The Internet of Things (IoT) is a network of connected devices through sensors or embedded technologies that interact with the external and internal environment to arrive at intelligent decisions. The IoT ecosystem comprises three core components:
Things: The real-world physical objects or devices containing sensors and embedded software to interact or communicate with the external environment.
Communication: The networking component allowing communication between IoT devices and the external environment comprises protocols. 4G for LAN, Wi-Fi for LAN, and Zigbee, BLE, and ANT+ for PAN.
Computing: It is executed on a computer or mobile device at two levels – to take intelligent decisions within the ecosystem and to create a vital link for data analysis. By analyzing mined data, the computing component makes intelligent decisions possible.
A real-life example related to the three components is the car’s navigation system. Here, the ‘thing’ is the actual hardware present in the console, which ‘communicates’ with satellite readings to ‘compute’ and deliver data for the driver to take notice.
Since the IoT ecosystem can have real-time implications for individuals, enterprises, and entities, IoT device testing should be accorded top priority. The critical role of the Internet of Things QA testing is based on validating the software and hardware components and checking if the transmitted data leads to real-time intelligence. Let us understand why it is important to apply QA to the IoT ecosystem?
Why is IoT testing critical?
The Internet of Things ecosystem comprises components that communicate among each other to generate intelligent outcomes. To ensure its success, a proper IoT testing approach should be considered. The reasons why testing for IoT devices are critical is mentioned below:
Compatibility of hardware and software: In the IoT device testing process, interactions between the physical object and the embedded software are validated for specific outcomes. All components of the IoT ecosystem are tested to check if cloud connectivity, interface, the flow of data, and much more, work together to deliver quality outcomes.
Interaction between user and device: Here, two types of standards are validated – market-driven and the one instituted by regulatory bodies. The former is checked based on user feedback, performance, and reliability while the latter is checked if the IoT devices to be released comply with the established regulatory protocols.
Interoperability across domains: In this type of testing, the interaction among devices and the digital environment is measured. The considerations for validation include encryption checks, hardware compatibility, and checking security standards. An IoT device may function well in an individual environment or setting but the same cannot be said with certainty when a number of such devices communicate among each other. This is done when their performance is monitored across domains.
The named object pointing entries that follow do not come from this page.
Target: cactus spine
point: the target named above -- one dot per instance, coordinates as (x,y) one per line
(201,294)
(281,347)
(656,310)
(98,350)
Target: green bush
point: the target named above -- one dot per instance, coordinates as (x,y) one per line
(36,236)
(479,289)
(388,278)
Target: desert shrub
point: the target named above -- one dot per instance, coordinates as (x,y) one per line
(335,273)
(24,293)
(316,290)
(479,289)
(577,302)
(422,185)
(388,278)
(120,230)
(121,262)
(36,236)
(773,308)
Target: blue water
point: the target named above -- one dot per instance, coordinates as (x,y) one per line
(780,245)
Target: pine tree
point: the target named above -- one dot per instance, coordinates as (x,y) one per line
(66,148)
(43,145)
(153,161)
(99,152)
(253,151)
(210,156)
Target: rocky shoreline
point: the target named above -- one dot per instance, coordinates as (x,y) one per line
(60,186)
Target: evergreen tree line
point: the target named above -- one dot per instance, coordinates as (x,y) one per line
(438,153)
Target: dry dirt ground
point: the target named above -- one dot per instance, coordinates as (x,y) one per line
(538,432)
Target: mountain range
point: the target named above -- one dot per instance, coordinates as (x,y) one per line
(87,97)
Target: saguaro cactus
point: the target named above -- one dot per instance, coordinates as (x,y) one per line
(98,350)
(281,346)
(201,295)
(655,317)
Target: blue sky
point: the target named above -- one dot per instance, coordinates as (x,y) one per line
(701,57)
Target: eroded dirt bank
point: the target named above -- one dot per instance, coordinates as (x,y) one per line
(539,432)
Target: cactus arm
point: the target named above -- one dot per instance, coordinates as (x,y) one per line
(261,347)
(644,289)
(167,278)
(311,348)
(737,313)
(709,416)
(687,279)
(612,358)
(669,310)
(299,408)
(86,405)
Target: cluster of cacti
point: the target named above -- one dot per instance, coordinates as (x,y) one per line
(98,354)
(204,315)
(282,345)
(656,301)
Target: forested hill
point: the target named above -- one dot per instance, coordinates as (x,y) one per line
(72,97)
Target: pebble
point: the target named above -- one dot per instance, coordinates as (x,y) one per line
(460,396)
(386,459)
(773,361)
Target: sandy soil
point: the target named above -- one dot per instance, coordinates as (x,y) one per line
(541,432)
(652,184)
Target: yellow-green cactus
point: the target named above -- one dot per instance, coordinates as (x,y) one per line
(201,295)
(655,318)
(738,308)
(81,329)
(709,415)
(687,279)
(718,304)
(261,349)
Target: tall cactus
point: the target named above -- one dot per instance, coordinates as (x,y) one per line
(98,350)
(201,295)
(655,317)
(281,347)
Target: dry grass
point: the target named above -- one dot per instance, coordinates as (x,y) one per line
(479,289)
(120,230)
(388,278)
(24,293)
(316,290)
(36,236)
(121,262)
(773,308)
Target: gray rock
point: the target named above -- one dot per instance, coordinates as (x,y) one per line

Security testing: IoT devices transmit voluminous data through a common network. If any vulnerability exists at any point in the value chain, hackers or cybercriminals can exploit it to gain access to sensitive data. No wonder security testing is critical to ensure that all devices in the network are protected from threat actors. In IoT security testing, issues like data leakage, lack of encryption, or monitoring data packets are checked to make the IoT ecosystem secure.
The inevitability of IoT devices in driving digitization initiatives is undeniable. The success of technological advancements like AI, ML, data analytics, and others depends on the smooth functioning of IoT devices. However, these devices can face performance issues and/or security risks, which a proper IoT testing methodology can identify and address to the satisfaction of regulatory authorities, stakeholders, and end-users.